Cerebrally Mr. Ford is multiparous. He can be busy with a play, a story, a biography, and with editing some historical work during the same interval of time—the real marvel of it all being that, when these come to publication, the world, which is said to know clearly what it wants, accepts the results with apparent satisfaction. The power of driving a quadriga of new books around the popular arena amid no little applause, is due, I think, to qualities not inherent in the literary mind as such, but implying a wider mental grasp.

A spirit of restlessness takes hold upon Mr. Ford when he is hardest at work, and he shifts at pleasure from one to another of his several desks or tables. I should imagine that the curiosity hunter of the future, who might wish to possess the desk at which or the chair on which the author of “Peter Stirling” sat when he penned that book, might comfortably fill a storage-warehouse van with his new-found joys. Like most good fellows who write, Mr. Ford knows the value of the night and often works to best advantage when honest folk have been long abed. It is a pleasure to think of the occasionally fortunate person who writes when he wants to, not when he must, though I do not think it would be difficult for so conscientious a worker as Mr. Ford to get up friction at shortest notice and as occasion might require.

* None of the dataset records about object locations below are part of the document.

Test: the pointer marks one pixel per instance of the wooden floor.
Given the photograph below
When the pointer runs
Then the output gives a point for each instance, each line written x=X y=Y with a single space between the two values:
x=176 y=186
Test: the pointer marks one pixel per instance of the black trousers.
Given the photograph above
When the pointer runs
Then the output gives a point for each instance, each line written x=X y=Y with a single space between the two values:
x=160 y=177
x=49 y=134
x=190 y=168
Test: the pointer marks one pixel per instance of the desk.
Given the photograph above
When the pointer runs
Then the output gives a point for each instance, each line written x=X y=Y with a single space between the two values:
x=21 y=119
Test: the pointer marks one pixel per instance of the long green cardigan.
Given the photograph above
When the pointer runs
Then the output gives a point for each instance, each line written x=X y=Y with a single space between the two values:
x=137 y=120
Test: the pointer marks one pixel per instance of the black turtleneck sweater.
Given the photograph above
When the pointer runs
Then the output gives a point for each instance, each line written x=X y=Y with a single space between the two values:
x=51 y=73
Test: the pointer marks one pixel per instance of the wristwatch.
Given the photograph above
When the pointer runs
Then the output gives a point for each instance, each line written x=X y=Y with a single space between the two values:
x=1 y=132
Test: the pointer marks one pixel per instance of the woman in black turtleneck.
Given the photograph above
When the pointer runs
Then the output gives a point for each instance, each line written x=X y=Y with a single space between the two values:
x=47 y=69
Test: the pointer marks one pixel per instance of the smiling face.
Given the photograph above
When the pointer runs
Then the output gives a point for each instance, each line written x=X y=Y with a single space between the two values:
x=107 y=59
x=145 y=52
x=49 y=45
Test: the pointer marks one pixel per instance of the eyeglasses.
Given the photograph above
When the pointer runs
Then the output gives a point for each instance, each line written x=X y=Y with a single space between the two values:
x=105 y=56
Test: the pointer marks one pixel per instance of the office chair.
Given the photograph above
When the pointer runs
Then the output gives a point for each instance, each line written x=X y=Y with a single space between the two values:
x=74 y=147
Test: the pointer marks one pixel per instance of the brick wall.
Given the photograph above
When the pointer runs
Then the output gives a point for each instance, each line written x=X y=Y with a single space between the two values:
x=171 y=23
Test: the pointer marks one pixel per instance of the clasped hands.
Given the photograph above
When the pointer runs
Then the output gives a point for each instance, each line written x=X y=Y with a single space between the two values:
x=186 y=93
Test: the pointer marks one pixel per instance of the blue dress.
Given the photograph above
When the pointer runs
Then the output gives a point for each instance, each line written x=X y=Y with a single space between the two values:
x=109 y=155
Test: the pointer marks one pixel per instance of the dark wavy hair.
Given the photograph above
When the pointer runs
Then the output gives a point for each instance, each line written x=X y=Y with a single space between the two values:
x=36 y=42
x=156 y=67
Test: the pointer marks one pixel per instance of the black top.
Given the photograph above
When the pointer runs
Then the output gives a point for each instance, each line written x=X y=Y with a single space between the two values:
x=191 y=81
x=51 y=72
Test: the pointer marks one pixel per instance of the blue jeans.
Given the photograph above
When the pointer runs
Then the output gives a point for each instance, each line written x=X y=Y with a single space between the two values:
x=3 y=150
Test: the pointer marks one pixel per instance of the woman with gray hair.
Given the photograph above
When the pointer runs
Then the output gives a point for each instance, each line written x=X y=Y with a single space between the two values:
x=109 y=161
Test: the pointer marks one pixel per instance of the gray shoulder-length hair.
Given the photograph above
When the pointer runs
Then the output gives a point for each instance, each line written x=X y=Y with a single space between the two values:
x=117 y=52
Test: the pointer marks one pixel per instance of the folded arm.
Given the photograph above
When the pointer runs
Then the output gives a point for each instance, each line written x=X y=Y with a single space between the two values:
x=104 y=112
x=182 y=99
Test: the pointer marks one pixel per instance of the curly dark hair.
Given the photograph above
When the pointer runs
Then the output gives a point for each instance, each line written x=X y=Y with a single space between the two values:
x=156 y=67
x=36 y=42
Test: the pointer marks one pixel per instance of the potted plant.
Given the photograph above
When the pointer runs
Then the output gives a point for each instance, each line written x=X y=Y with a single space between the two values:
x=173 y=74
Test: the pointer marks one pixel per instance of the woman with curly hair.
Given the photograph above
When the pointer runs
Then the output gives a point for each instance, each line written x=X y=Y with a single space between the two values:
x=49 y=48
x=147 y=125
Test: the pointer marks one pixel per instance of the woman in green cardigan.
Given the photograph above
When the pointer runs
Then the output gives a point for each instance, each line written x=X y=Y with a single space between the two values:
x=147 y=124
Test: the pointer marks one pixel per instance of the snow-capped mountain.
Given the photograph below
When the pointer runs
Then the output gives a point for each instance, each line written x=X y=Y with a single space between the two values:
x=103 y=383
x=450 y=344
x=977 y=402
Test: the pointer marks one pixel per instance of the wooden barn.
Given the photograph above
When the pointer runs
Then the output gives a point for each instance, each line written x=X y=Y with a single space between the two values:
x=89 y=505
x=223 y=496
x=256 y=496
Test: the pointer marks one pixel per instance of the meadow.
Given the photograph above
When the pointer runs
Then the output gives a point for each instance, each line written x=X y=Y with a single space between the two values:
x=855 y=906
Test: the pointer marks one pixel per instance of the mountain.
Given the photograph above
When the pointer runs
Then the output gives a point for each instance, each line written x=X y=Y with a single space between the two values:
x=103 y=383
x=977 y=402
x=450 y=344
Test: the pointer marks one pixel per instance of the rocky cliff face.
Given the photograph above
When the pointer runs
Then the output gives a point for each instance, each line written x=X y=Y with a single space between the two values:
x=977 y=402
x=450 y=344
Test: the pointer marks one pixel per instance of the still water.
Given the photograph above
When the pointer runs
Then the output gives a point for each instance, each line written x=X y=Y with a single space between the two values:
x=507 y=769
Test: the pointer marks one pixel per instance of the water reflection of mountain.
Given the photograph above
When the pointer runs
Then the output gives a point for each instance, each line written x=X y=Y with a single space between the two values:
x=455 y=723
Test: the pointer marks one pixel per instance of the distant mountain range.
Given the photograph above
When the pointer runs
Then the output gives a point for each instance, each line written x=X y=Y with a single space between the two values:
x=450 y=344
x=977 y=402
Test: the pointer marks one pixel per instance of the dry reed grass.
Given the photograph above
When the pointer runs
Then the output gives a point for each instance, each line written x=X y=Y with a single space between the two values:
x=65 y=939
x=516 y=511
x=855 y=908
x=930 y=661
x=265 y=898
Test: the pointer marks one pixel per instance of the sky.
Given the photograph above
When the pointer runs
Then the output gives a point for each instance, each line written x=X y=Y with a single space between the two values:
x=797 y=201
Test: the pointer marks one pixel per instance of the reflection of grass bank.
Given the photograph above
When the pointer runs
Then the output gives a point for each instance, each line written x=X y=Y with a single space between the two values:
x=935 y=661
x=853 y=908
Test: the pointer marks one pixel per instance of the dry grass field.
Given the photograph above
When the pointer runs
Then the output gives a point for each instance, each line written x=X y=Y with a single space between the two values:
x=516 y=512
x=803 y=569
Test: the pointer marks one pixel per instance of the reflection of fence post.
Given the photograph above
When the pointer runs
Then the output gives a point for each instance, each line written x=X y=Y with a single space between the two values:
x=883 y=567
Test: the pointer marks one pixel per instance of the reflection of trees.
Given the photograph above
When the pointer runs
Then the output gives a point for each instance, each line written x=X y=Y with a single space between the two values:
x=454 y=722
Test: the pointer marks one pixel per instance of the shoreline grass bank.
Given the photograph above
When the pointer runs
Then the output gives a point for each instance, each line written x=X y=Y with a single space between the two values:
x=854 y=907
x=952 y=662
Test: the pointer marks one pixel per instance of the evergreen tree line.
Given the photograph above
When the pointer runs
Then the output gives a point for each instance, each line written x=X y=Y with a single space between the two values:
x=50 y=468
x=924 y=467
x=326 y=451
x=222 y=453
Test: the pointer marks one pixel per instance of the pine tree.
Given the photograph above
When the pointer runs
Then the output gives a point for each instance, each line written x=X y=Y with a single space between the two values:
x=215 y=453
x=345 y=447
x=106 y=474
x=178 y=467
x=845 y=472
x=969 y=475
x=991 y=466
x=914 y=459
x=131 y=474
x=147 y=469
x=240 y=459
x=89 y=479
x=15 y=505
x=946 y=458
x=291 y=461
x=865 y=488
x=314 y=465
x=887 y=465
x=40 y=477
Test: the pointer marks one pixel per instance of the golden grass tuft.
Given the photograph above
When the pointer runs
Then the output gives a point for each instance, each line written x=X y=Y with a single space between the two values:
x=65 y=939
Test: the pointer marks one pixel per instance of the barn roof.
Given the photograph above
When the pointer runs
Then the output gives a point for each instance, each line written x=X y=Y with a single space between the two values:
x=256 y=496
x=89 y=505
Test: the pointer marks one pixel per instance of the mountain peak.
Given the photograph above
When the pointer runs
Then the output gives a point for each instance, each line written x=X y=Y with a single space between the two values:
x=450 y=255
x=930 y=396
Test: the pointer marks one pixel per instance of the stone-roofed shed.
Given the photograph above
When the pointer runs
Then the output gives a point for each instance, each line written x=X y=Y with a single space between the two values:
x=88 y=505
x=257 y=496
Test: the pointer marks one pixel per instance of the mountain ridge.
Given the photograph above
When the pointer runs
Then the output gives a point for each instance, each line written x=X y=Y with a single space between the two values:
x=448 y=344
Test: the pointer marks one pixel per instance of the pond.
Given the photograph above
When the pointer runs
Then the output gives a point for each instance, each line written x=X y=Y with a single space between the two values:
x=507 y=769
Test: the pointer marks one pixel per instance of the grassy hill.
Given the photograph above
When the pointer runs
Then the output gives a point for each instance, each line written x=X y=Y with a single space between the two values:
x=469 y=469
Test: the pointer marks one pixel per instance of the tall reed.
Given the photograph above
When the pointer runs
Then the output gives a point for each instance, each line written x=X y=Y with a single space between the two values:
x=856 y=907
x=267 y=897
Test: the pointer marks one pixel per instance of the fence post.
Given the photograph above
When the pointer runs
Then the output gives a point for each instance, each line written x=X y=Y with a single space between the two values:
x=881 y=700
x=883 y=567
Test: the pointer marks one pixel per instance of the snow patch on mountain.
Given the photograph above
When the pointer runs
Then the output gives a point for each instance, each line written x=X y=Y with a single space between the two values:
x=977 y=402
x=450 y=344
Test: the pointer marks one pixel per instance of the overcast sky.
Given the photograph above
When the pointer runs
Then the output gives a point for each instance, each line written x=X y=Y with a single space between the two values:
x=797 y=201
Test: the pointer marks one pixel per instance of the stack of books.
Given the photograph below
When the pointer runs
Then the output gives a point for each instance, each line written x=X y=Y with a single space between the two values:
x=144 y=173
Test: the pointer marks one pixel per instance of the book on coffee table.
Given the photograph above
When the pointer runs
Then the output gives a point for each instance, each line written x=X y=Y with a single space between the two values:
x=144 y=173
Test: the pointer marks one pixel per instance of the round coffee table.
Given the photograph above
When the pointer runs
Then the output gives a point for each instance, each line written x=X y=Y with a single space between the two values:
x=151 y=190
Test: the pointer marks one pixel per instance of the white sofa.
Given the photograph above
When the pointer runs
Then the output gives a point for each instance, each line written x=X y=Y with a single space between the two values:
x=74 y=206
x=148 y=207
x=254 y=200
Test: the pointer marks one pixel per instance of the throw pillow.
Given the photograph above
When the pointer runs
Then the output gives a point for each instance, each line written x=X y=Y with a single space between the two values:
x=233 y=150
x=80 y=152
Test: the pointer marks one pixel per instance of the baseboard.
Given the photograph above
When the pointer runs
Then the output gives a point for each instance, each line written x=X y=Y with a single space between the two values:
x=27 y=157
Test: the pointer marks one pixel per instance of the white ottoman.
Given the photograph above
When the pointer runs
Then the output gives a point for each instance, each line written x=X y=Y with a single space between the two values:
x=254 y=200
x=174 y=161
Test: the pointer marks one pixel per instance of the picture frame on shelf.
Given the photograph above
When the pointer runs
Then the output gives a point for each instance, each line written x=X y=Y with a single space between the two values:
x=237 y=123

While it has been my purpose to refrain scrupulously from ministering to that curiosity which cares less for the essential qualities, and the intellectual methods of a character prominently before the world, than for intrusive detail concerning personal caprices of taste and modes of living, I shall not be content if I do not say that as a personality Mr. Ford is as extraordinary as in his achievement. He is alive to every issue of the day and of the hour. He is brilliant at conversation, and perhaps even more brilliant at controversy, for I can imagine no opposing argument so bristling with facts as to prevent his making a cavalry charge on a whole table of unsympathetic hearers. Life is at its keenest pitch when one is privileged to hear his urgent voice, with no little command withal in its notes, and to see the invincible clearness and dominance in his black-brown eyes.

This spirit of fearlessness, chastened as it is by an attitude of real toleration and open-mindedness, colors Mr. Ford’s personal sympathies. Believing as he does that every man must eventually work out his own salvation and that present well-being may justly be sacrificed to future growth, it would be impossible for him to choose any channel for the expression of his personal loyalty other than that which should strengthen and develop. It is no strange thing, then, that those who seek his aid and counsel find him most helpful through a power of stimulation which enhances instead of detracts from the sense of self-reliance.

Lindsay Swift.

[Since the foregoing was written, Mr. Paul Leicester Ford has died, being shot through the heart by his brother Malcolm, who it is only charitable to believe was temporarily insane. Mr. Ford had his best years before him. He recently married, moved into a fine house built to suit his own needs near Central Park, and his plans were mapped out years in advance. He was engaged on a novel at the time of his death, but had done so little on it that there is no possibility of its ever seeing the light of print.—Editors.]